Liquidity Risk – Trading opportunities are more limited for fixed income securities that have not received any credit ratings, have received ratings below investment grade, or for fixed income and equity securities that are not widely held. Liquidity risk also refers to the possibility a security cannot be sold at an ideal time. If this happens, a client account may be required to continue to hold the security and losses could be incurred.

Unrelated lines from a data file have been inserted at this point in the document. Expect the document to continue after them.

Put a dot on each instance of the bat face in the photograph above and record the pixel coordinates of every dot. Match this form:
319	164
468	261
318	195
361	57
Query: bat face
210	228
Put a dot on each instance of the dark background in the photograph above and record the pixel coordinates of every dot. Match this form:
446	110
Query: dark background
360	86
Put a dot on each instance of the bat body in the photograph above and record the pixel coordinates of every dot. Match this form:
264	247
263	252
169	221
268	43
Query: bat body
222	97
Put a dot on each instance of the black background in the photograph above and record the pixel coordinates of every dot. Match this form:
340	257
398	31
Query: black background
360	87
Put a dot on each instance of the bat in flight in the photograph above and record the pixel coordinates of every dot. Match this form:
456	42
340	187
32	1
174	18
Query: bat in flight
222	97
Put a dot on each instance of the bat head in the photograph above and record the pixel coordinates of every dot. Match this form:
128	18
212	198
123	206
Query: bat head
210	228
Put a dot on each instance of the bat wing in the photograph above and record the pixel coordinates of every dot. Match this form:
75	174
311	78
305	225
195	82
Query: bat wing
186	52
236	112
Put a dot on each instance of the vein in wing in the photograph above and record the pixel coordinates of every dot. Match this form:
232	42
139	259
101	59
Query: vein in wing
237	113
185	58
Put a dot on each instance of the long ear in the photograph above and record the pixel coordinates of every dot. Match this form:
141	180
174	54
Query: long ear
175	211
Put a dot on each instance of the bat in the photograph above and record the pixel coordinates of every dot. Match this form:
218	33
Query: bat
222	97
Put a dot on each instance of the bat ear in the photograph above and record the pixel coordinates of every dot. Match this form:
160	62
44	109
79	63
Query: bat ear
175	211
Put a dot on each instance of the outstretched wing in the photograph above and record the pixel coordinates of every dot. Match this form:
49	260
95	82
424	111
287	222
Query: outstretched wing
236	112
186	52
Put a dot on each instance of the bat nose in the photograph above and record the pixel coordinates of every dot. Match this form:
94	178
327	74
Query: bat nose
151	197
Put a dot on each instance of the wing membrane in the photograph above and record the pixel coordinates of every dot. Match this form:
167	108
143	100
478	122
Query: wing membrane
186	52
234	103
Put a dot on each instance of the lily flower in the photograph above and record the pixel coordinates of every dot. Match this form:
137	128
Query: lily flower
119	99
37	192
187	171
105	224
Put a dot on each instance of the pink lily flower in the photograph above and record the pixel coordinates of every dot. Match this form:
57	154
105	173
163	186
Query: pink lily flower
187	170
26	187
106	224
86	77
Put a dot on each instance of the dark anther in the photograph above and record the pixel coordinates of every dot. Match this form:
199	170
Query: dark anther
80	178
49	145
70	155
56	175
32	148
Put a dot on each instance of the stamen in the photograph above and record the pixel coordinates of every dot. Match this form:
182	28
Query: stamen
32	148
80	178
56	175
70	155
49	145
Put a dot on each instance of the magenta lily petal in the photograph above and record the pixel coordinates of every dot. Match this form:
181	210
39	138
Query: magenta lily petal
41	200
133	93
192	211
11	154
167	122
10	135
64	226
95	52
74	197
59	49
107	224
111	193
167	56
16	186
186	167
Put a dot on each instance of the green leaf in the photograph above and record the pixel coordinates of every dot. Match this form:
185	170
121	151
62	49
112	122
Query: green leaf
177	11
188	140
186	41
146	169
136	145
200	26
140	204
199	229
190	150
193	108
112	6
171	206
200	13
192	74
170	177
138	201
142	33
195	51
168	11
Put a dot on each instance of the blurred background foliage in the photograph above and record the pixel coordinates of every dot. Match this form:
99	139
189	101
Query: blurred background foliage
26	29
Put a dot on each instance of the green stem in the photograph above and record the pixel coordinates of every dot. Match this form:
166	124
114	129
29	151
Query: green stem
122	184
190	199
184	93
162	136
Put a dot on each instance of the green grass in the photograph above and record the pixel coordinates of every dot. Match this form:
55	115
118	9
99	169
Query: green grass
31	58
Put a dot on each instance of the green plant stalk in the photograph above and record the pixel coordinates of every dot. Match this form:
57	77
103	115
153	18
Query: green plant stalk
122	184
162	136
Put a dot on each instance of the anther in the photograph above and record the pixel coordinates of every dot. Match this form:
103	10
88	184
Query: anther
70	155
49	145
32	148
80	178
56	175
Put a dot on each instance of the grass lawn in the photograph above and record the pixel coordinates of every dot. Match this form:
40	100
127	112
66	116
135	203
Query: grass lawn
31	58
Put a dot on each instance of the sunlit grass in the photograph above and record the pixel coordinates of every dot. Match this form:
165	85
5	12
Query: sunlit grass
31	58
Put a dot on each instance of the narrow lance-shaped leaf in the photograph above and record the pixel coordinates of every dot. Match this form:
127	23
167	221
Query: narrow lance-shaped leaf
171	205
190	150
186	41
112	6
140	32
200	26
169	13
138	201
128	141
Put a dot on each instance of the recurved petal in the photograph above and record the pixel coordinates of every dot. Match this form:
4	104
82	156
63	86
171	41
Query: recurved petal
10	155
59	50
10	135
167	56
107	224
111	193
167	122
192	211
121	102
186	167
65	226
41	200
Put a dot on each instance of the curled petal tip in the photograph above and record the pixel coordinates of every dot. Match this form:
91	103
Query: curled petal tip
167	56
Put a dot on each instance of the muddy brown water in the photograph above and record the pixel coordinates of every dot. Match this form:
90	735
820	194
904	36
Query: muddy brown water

Investment Management Style Risk – We take an active management approach to investing. There is no guarantee that our strategies will produce their intended results. There is a risk that a particular type of investment on which an account focuses (such as small cap value stocks) may underperform other asset classes or the overall market. Individual market segments tend to go through cycles of performing better or worse than other types of securities. These periods may last as long as several years. Additionally, a particular market segment could fall out of favor with investors, causing a strategy that focuses on that market segment to underperform those that favor other types of securities.
Value Investing Risk – A value-oriented investment approach involves the risk that value stocks may remain undervalued, or may not appreciate in value as anticipated. Value stocks can perform differently from the market as a whole or from other types of stocks and may be out of favor with investors for varying periods of time.
Focused Investing Risk – With a focused portfolio there is the risk that a material event, which negatively impacts one or more of the securities, could have a meaningful negative impact on portfolio performance.
Risk Associated with the Investment Activities of Other Client Accounts – Investment decisions for client accounts are made independently from those of other client accounts we manage. Although we will allocate investment opportunities in a manner which we believe to be fair and equitable over time, there can be no assurance that a particular opportunity which comes to our attention will be allocated in any particular manner. The accounts we manage have different investment objectives, policies, and/or considerations; therefore, investment decisions are made independently for each account in accordance with the investment objectives and policies for the account. It is possible that investment-related actions taken by one account could adversely impact the performance for other accounts with respect to, for example, the value of client account holdings, the ability to purchase or sell securities for the client accounts and/or prices paid or received for securities.